C.V.11 · La soberanía de la Reina
Durante mucho tiempo creí que la soberanía consistía en llegar a algún lugar. En convertirme en una mujer más preparada, más sabia o más capaz. Hoy sospecho que no era eso. La soberanía comenzó el día en que mi Obra dejó de permitirme esconderla. Me pidió que confiara. No me mostró el camino entero. Apenas uno o dos peldaños. Todo lo demás permanecía borroso. Y, sin embargo, comprendí que la fe nunca consiste en verlo todo. Consiste en seguir remando cuando ya has reconocido la Voz que te llama.
Nadie nos explicó esto antes. Y, sin embargo, estaba escrito hace miles de años, enterrado bajo la arena, esperando a que alguien volviera a escuchar aquellas antiguas historias. Quizá por eso tantas mujeres creen que primero necesitan sentirse preparadas para responder a su Obra. Como si un día despertaran libres de dudas. Como si la certeza llegara antes que el camino. Pero la Vida nunca me habló así. Siempre me pidió un paso más. Sólo uno. Después otro. Y otro.
Con los años comprendí que una Obra Viva nunca espera a que estemos listas. Al contrario. Es ella quien nos hace crecer hasta convertirnos en la mujer capaz de custodiarla. No caminamos delante de la Obra. Caminamos junto a ella. Mientras ella se revela en el mundo, nosotras también vamos naciendo. Hay partos que no traen hijos. Traen mujeres nuevas.
Recuerdo uno de esos partos. Me partí en dos. Lloré como pocas veces he llorado. Sentía que había todo un mundo dentro de mí esperando nacer, una forma distinta de mirar la Vida, y comprendí que ya no podía seguir reteniéndola. Aquel día no vencí ningún miedo. El miedo murió solo. Lo que permaneció fue el amor. Murió también la mujer complaciente, la que miraba continuamente hacia los demás antes que hacia su Obra. Y entendí que hay momentos en los que seguir buscando aprobación se convierte en una forma muy silenciosa de abandonar aquello que la Vida nos ha confiado.
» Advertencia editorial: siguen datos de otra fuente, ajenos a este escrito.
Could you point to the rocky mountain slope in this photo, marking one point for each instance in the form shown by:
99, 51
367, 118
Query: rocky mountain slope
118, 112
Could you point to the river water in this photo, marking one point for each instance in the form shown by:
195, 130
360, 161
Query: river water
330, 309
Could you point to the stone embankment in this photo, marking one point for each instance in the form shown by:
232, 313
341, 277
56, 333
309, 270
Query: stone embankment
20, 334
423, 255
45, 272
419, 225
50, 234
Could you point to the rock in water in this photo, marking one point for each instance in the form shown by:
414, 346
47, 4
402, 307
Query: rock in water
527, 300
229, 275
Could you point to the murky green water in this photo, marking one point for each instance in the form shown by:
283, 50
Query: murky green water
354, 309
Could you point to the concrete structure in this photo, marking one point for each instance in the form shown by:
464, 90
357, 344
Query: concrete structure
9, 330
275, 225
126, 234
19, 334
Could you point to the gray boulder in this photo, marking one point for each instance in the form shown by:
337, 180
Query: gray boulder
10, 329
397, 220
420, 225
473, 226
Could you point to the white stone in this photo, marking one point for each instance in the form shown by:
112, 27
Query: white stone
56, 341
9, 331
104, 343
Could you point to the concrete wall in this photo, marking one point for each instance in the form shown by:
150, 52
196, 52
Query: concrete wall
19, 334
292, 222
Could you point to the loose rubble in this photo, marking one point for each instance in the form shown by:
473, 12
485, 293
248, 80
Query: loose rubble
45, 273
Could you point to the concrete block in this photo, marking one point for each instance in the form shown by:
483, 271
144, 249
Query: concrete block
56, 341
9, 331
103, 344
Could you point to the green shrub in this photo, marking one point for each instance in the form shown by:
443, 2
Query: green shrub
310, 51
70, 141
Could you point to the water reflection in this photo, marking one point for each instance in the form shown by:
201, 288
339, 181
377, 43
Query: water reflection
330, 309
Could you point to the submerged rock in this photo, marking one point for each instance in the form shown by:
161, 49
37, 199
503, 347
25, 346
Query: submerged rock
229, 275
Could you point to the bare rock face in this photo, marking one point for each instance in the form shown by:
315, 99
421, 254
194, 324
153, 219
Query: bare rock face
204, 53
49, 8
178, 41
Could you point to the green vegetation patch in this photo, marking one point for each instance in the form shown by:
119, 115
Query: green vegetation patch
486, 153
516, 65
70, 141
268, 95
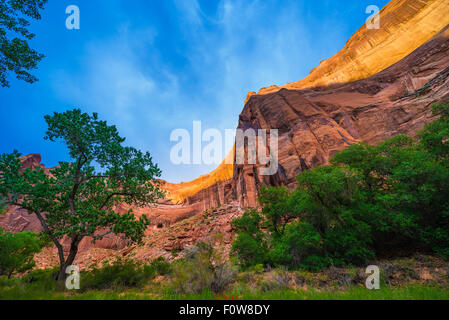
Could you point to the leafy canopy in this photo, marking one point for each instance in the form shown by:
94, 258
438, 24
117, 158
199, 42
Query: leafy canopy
371, 201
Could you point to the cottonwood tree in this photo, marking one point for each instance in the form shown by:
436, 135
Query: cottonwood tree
15, 53
76, 199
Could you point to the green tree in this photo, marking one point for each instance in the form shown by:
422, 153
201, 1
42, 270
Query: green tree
17, 251
15, 53
77, 199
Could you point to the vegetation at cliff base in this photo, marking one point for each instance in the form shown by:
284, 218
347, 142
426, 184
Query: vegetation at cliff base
76, 199
17, 251
372, 201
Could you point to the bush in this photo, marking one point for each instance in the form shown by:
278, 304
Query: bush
205, 268
123, 274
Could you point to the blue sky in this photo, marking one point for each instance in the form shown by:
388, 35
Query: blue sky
150, 67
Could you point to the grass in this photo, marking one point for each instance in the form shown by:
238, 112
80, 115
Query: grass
15, 289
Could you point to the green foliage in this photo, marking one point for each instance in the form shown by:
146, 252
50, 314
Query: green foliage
79, 197
17, 251
371, 201
15, 53
3, 207
250, 245
205, 268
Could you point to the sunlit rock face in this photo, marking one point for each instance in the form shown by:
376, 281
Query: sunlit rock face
180, 192
382, 84
315, 123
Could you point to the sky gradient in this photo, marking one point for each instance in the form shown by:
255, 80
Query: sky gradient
150, 67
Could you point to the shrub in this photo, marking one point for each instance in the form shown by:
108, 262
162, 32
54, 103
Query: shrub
17, 251
371, 201
205, 268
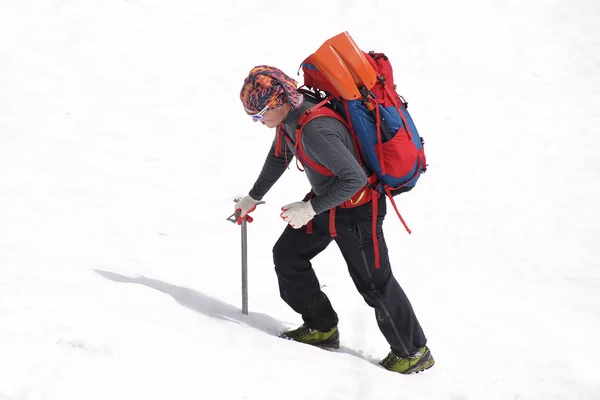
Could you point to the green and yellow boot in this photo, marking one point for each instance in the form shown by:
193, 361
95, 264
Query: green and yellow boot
420, 361
304, 334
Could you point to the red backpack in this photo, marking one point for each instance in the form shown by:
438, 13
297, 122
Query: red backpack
358, 89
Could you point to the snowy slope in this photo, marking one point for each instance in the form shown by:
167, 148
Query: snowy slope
123, 143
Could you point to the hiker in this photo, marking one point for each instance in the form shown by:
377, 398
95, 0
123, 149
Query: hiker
271, 97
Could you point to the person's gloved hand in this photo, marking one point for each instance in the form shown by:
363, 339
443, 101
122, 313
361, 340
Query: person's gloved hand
244, 207
298, 214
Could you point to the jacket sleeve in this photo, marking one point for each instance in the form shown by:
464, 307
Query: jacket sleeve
322, 143
272, 170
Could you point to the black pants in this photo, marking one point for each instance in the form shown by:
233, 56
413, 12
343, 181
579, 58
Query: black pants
300, 289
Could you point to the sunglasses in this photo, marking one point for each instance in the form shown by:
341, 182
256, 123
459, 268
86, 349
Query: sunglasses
259, 115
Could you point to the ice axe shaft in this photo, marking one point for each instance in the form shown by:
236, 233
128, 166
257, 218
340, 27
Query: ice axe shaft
245, 267
244, 225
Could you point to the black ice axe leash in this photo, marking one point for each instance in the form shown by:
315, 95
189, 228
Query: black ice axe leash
244, 225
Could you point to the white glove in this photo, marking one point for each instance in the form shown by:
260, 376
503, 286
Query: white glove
245, 206
298, 214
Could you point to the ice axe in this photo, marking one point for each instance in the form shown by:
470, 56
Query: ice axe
244, 224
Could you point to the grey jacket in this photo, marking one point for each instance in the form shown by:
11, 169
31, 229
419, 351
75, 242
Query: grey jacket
327, 142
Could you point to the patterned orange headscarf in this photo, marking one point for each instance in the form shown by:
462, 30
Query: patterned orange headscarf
265, 85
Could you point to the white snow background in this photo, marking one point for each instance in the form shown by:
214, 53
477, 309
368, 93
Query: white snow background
123, 143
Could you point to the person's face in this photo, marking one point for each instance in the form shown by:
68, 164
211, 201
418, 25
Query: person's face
270, 117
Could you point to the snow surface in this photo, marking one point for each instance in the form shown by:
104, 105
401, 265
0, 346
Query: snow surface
123, 143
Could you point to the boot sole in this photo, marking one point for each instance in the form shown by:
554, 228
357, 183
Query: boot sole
333, 342
422, 365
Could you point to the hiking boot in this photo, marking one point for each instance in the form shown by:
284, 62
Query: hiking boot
420, 361
304, 334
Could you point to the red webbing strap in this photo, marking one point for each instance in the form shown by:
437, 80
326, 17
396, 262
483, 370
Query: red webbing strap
389, 195
309, 225
278, 141
379, 142
374, 229
332, 231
Quizá por eso el verdadero umbral nunca fue preguntarme si sería capaz. La pregunta era otra. Mucho más íntima. Y mucho más desnuda.
¿Quién soy yo para merecer esta corona?
¿Quién soy yo para custodiar esta Obra?
¿Quién soy yo para recibir este encargo de Dios en el mundo?
Y, sin embargo, cuanto más permanecía con esa pregunta, menos hablaba de mérito y más de bendición. Nunca sentí que hubiera conquistado la corona. Sentí que me había sido confiada.
Llegar hasta ese instante lleva años. Muchísimos años de trabajo interior. Años atravesando barro, renunciando a versiones de una misma, soltando pieles que ya no podían sostener la Vida que quería nacer. Por eso, cuando finalmente Inanna toma la Shugurra entre sus manos, el gesto parece pequeño. Porque el verdadero acontecimiento ya ha sucedido dentro de ella. Ponerse la corona apenas hace visible una transformación que llevaba mucho tiempo ocurriendo en silencio.
Y quizá ahí comprendí que la soberanía no es un destino al que una llega para descansar. Es un voto que se renueva cada día. Con Dios. Con la Diosa. Con ELLA. Con la Obra. Elegir una y otra vez permanecer disponible para aquello que pide nacer a través de nosotras. Elegir el amor por encima del miedo. Elegir la fidelidad a la Obra por encima de la complacencia.
Después comprendí que la Shugurra -la corona- nunca había sido el destino.
Apenas era el gesto con el que una mujer dice sí a la Vida.
Lo demás...
lo demás sucede en la travesía.
Y es extraño.
Porque el cuerpo lo sabe antes que la cabeza.
El corazón se ensancha.
Regresan unas mariposas antiguas.
No de miedo.
Llenas de Vida.
Como cuando descorchas una etapa que todavía no conoces y, aun así, sonríes.
No porque sepas lo que ocurrirá.
Sino porque, por primera vez, ya no necesitas saberlo.
La Barca del Cielo espera en el muelle.